• Login
  • Register
  • Dolphin Forums
  • Home
  • FAQ
  • Download
  • Wiki
  • Code


Dolphin, the GameCube and Wii emulator - Forums › Dolphin Emulator Discussion and Support › Development Discussion v
« Previous 1 ... 66 67 68 69 70 ... 116 Next »

Testers needed for refactoring of texture decode/upload code
View New Posts | View Today's Posts

Pages (7): 1 2 3 4 5 ... 7 Next »
Jump to page 
Thread Rating:
  • 0 Vote(s) - 0 Average
  • 1
  • 2
  • 3
  • 4
  • 5
Thread Modes
Testers needed for refactoring of texture decode/upload code
01-14-2011, 04:00 PM
#1
JamesDunne Offline
Junior Member
**
Posts: 21
Threads: 1
Joined: Jan 2011
Call for testers!
I'm in the middle of a rather large refactoring effort concerning the GC/Wii texture decoders and the code responsible for uploading decoded textures to the graphics card.
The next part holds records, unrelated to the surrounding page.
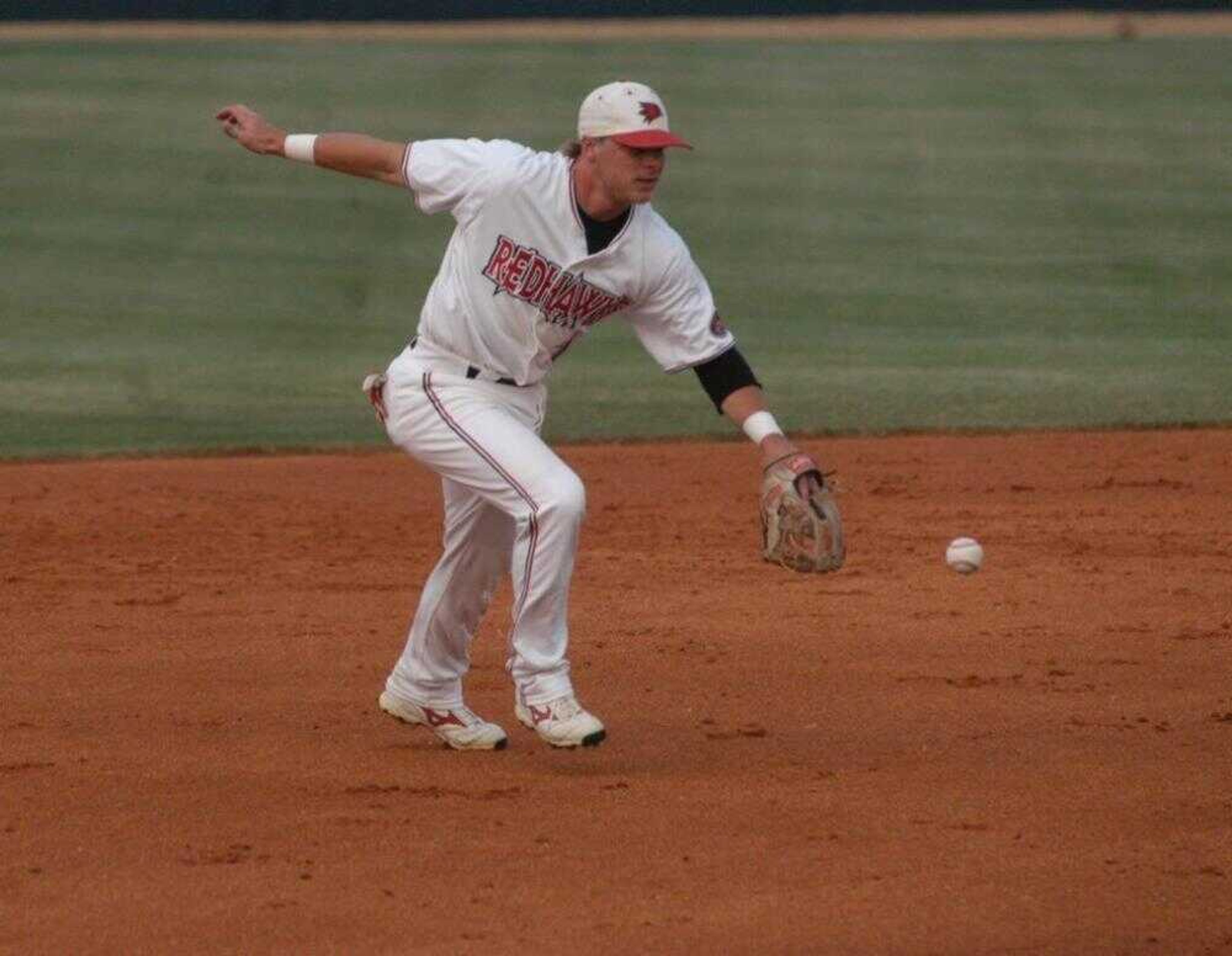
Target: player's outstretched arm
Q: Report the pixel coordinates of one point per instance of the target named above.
(352, 153)
(749, 401)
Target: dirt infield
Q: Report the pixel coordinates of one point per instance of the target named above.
(890, 759)
(920, 26)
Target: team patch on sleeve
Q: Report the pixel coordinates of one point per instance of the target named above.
(562, 297)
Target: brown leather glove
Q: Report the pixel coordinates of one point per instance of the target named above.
(801, 528)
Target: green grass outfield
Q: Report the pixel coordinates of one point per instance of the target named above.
(903, 236)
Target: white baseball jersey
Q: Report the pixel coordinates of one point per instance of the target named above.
(517, 286)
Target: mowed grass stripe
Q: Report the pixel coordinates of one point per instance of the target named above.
(956, 235)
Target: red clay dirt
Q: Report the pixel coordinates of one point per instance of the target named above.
(894, 759)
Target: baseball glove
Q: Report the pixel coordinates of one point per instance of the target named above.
(801, 528)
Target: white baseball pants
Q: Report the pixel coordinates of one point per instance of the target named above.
(512, 507)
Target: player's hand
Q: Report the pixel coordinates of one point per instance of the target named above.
(777, 448)
(252, 130)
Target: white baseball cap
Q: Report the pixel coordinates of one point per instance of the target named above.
(631, 114)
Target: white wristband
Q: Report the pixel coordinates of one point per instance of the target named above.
(300, 147)
(761, 424)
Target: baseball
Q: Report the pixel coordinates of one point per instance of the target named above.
(965, 556)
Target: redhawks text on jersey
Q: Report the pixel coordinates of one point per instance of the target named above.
(565, 299)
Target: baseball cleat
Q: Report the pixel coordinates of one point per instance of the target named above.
(562, 722)
(460, 727)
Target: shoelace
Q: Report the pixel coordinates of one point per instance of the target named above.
(565, 709)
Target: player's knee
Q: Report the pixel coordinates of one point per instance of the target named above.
(567, 501)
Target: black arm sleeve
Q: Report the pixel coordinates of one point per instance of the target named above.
(724, 375)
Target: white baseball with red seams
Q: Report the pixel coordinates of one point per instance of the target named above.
(518, 287)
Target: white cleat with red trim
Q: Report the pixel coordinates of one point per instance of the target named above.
(561, 722)
(460, 727)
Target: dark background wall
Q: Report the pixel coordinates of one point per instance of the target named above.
(491, 9)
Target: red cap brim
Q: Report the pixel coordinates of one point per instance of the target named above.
(650, 140)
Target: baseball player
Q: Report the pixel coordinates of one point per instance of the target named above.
(546, 246)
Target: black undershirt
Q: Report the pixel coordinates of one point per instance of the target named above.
(724, 375)
(601, 235)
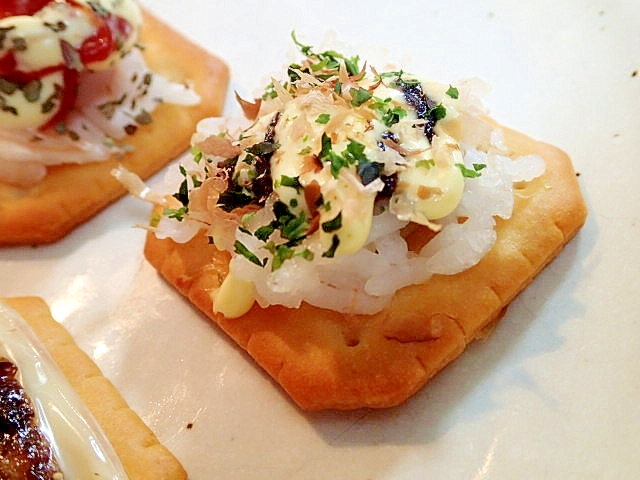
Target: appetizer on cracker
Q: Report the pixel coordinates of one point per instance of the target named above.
(61, 418)
(362, 229)
(83, 85)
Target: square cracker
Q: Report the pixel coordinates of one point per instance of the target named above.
(71, 194)
(141, 454)
(326, 360)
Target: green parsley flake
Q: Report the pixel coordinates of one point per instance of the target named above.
(323, 118)
(452, 92)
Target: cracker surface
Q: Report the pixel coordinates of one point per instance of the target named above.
(72, 194)
(140, 452)
(327, 360)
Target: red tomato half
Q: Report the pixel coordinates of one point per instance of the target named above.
(10, 8)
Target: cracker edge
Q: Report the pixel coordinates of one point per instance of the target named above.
(141, 453)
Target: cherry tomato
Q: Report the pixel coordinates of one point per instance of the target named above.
(105, 41)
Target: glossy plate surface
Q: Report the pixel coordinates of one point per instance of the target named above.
(554, 391)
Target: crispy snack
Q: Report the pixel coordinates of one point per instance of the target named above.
(326, 360)
(71, 194)
(140, 452)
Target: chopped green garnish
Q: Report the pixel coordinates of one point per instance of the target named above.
(291, 226)
(330, 253)
(438, 112)
(292, 182)
(452, 92)
(323, 118)
(471, 173)
(264, 232)
(359, 96)
(333, 224)
(177, 213)
(329, 59)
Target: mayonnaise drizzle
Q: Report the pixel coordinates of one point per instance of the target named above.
(79, 444)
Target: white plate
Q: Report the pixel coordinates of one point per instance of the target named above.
(552, 394)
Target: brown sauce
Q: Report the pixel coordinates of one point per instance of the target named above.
(25, 453)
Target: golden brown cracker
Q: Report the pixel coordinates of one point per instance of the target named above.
(142, 455)
(71, 194)
(326, 360)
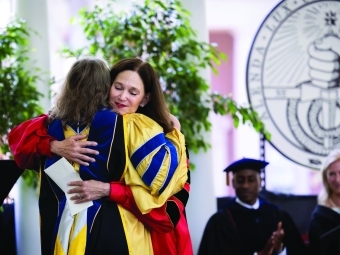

I'm at a point now where I need testers to let me know how this affects speed in whatever games. I could test it all myself, but I don't have enough games or enough time to do it.

WHERE:
I'm using github so I can keep track of my own changes independent of the SVN repo and also so that I don't break anything for anyone doing other work in the SVN trunk.

For those of you who can compile a Dolphin build on your own, please clone this git repository from github: https://github.com/JamesDunne/Dolphin , build it and test some of your games for me. It's a nearly identical copy of what's in SVN so there should be no surprises if you're used to building off SVN.

WHAT:
This is an entirely experimental branch which focuses on optimizing the texture decode and upload procedure. The existing code in SVN is wasteful in that it:
  1. decodes the GC/Wii texture onto a temporary memory buffer in RGBA format
  2. locks the DX9 texture memory
  3. converts RGBA to BGRA on-the-fly while writing to the DX9 texture memory
  4. unlocks the DX9 texture memory which initiates an upload to the graphics card
This new branch is testing the idea of removing the temporary memory buffer and the unnecessary RGBA -> BGRA format conversion. We now decode into BGRA format directly into the DX9 texture memory with no intermediate copies needed. I'll have to check DX9 documentation but I hope that DMA transfers are being used to upload to the graphics card in this case. If not, then maybe that's a DX11 thing to investigate or maybe it's a different call in DX9. I'm not experienced in DirectX technology so I don't know yet, but I'll find out Smile

For OpenGL I'm going to look into using PBOs (pixel buffer objects) to make use of DMA transfers instead of CPU-bound copies to upload textures to the card. As of now in SVN this is being done with a normal glTexSubImage2D call which does use CPU-bound copies and forces the emulator to wait until the texture is uploaded which is not necessary to do. The emulator could be doing more useful things while waiting for some stupid texture to upload to the card. Fixing this to use PBOs will cause a significant performance increase for the OGL plugin and should hopefully bring Linux up to speed with Windows and DX9.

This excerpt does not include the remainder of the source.